Try the following regex:
(?!\B"[^"]*),(?![^"]*"\B)
Here is a demonstration:
regex101 demo
It does not match the second line because the " you inserted does not have a closing quotation mark.
It will not match values like so: ,r"a string",10 because the letter on the edge of the " will create a word boundary, rather than a non-word boundary.
Alternative version
(".*?,.*?"|.*?(?:,|$))
This will match the content and the commas and is compatible with values that are full of punctuation marks
regex101 demo
The below regex is for parsing each fields in a line, not an entire line
Apply the methodical and desperate regex technique: Divide and conquer
Case: field does not contain a quote
abc,
abc(end of line)
[^,"]*(,|$)
Case: field contains exactly two quotes
abc"abc,"abc,
abc"abc,"abc(end of line)
[^,"]*"[^"]*"[^,"]*(,|$)
Case: field contains exactly one quote
abc"abc(end of line)
abc"abc, (and that there's no quote before the end of this line)
[^,"]*"[^,"]$
[^,"]*"[^"],(?!.*")
Now that we have all the cases, we then '|' everything together and enjoy the resultant monstrosity.

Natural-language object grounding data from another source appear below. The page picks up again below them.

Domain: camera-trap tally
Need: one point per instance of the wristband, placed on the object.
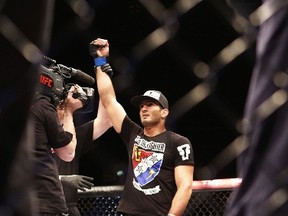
(99, 61)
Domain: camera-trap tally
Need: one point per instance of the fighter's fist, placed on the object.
(99, 48)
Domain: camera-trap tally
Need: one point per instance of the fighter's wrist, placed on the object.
(99, 61)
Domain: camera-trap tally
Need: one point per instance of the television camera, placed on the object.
(52, 83)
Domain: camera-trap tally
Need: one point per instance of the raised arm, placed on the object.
(106, 90)
(102, 122)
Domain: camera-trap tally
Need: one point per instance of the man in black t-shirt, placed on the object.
(161, 162)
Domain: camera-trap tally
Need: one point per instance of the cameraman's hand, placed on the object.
(71, 104)
(99, 48)
(78, 181)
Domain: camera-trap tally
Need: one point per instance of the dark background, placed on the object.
(197, 35)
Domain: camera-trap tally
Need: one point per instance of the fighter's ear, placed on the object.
(164, 113)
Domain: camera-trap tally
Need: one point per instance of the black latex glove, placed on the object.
(107, 69)
(79, 181)
(93, 50)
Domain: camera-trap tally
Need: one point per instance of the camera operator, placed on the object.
(86, 134)
(51, 137)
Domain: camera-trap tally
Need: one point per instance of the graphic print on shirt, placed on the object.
(147, 159)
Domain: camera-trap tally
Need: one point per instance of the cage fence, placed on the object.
(209, 198)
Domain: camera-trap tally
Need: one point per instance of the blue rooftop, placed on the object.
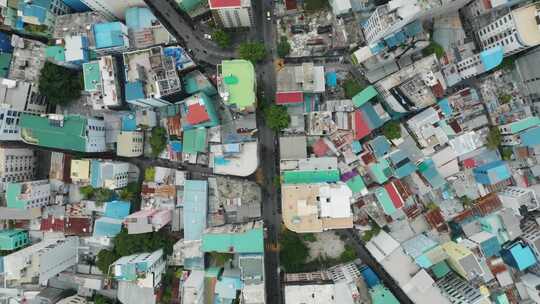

The best answer written by Vasili Syrakis does not work with negative numbers inside quotation marks such as:
bob jones,123,"-55.6",,,"Hello , World",,0
jim neighbor,432,66.5
Following regex works for this purpose:
,(?!(?=[^"]*"[^"]*(?:"[^"]*"[^"]*)*$))
But I was not successful with this part of input:
,Andy "Blank,
try this pattern ".*?"(*SKIP)(*FAIL)|, Demo
import re
print re.sub(',(?=[^"]*"[^"]*(?:"[^"]*"[^"]*)*$)',"",string)